Flaxseed oil is derived from the seeds of the flax plant. It is known for its healthy fatty acid content, including omega-3 and omega-6 fatty acids, as well as alpha-linolenic acid. Because of the high omega-3 fatty acid content, flaxseed oil is often touted for its anti-inflammatory abilities, but the University of Maryland Medical Center states that there are mixed results from scientific studies regarding its efficacy. Flaxseed oil can be taken as a liquid form and added to dishes, or it can be ingested as part of a softgel capsule.
If using flaxseed oil in its liquid form in cooking, peanut oil is a similar substitute in terms of taste and health content. Both flaxseed and peanut oils are derived from nuts and seeds, so they have a similar palate. According to the Harvard School of Public Health, peanut oil is a monounsaturated fat.
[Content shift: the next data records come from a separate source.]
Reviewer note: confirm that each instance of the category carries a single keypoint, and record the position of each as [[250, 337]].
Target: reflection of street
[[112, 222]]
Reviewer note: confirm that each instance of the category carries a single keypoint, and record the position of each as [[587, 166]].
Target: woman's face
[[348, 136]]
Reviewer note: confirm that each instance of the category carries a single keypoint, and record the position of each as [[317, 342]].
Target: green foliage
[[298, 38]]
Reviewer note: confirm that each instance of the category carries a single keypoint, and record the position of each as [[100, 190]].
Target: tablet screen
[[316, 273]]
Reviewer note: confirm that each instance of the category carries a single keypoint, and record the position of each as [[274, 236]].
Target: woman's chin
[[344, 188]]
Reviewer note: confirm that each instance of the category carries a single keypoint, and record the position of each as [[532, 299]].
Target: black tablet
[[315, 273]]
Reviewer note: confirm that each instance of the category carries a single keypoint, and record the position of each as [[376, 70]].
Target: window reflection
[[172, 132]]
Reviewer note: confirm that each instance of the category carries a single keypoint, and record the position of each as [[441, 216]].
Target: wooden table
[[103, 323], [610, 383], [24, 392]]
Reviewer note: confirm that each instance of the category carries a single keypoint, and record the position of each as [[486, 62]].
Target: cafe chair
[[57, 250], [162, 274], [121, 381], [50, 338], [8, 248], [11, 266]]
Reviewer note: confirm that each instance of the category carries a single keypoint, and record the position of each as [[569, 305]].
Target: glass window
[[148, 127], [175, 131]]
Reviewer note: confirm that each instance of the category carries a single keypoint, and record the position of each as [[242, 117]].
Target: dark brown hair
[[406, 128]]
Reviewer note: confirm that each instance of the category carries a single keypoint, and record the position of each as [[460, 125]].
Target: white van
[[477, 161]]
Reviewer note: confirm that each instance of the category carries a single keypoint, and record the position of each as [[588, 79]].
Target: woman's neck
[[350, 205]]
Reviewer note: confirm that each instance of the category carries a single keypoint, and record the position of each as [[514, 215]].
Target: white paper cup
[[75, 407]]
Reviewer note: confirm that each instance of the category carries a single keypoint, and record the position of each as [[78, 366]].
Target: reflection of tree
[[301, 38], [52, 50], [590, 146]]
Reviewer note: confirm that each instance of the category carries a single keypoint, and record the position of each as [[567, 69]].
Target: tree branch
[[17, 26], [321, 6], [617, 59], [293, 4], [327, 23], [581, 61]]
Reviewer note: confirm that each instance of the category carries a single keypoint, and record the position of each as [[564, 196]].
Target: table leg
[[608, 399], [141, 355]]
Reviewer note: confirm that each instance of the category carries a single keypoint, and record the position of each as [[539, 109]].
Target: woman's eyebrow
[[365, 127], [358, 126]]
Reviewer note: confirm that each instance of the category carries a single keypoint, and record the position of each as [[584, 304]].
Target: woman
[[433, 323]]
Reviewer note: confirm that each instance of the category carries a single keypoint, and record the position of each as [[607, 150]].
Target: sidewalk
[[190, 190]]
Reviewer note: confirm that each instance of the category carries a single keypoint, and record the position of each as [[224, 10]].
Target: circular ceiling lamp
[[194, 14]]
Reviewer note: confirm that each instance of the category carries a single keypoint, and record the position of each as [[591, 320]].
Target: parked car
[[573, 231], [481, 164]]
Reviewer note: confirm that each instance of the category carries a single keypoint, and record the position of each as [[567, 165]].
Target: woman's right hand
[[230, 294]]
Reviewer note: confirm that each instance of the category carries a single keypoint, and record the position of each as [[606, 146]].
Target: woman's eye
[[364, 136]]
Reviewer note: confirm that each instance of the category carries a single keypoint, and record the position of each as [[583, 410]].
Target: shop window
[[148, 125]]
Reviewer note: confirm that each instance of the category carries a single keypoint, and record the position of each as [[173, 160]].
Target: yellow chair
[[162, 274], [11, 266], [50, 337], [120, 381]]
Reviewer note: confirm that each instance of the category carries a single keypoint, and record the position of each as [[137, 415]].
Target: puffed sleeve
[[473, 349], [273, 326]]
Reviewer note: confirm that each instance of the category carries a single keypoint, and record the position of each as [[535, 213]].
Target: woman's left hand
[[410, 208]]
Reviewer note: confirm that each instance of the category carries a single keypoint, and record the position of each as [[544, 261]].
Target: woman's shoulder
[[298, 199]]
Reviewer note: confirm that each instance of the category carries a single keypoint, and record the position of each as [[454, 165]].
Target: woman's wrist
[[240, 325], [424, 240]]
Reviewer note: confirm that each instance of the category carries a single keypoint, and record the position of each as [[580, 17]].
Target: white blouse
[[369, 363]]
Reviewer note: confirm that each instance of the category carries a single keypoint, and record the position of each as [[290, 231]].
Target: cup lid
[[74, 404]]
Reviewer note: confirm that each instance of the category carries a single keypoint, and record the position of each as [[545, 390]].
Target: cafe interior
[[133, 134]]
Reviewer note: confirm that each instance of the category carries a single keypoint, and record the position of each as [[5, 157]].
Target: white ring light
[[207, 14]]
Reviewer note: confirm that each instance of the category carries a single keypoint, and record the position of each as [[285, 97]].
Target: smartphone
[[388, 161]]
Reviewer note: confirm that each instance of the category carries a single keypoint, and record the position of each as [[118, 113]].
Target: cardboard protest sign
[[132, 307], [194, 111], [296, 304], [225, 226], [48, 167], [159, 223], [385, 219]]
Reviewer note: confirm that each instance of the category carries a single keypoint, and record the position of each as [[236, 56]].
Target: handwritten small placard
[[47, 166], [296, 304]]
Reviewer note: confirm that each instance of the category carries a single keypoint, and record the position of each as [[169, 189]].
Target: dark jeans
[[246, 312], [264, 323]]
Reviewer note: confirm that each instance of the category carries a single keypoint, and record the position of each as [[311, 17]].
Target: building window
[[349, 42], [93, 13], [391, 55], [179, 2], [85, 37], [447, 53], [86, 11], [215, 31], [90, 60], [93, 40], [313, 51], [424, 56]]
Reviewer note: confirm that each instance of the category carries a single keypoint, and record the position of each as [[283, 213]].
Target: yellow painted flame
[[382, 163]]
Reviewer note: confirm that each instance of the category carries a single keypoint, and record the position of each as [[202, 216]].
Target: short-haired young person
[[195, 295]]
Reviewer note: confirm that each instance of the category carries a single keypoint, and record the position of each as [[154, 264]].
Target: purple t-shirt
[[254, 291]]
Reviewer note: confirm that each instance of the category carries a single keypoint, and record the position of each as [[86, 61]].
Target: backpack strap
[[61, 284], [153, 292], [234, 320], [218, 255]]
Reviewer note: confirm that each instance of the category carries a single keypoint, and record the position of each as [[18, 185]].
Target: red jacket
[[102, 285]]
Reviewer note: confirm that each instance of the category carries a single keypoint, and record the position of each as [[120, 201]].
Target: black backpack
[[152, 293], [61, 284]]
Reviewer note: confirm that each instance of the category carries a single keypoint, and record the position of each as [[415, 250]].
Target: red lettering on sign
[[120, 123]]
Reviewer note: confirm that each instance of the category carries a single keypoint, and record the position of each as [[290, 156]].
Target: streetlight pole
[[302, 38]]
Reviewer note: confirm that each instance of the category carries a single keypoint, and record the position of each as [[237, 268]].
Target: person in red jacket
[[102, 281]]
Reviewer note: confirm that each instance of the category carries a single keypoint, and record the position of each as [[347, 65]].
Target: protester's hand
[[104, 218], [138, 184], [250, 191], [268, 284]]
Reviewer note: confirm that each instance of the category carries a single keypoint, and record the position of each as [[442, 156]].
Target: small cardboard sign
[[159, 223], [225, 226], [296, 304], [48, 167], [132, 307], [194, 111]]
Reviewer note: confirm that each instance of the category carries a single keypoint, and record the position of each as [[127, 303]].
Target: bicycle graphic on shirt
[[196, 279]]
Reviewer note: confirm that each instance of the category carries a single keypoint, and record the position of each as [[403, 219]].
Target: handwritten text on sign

Because it is an unsaturated fat, it can help improve blood cholesterol levels and reduce inflammation.
According to the Mayo Clinic, the primary type of oil found in olive oil is monounsaturated fatty acids, also sometimes referred to as MUFAs. The Mayo Clinic cautions that olive oil, like all oils, is still high in calories so should be consumed only in moderation. However, there is limited scientific evidence demonstrating that MUFAs may lower overall cholesterol and low-density lipoprotein cholesterol levels.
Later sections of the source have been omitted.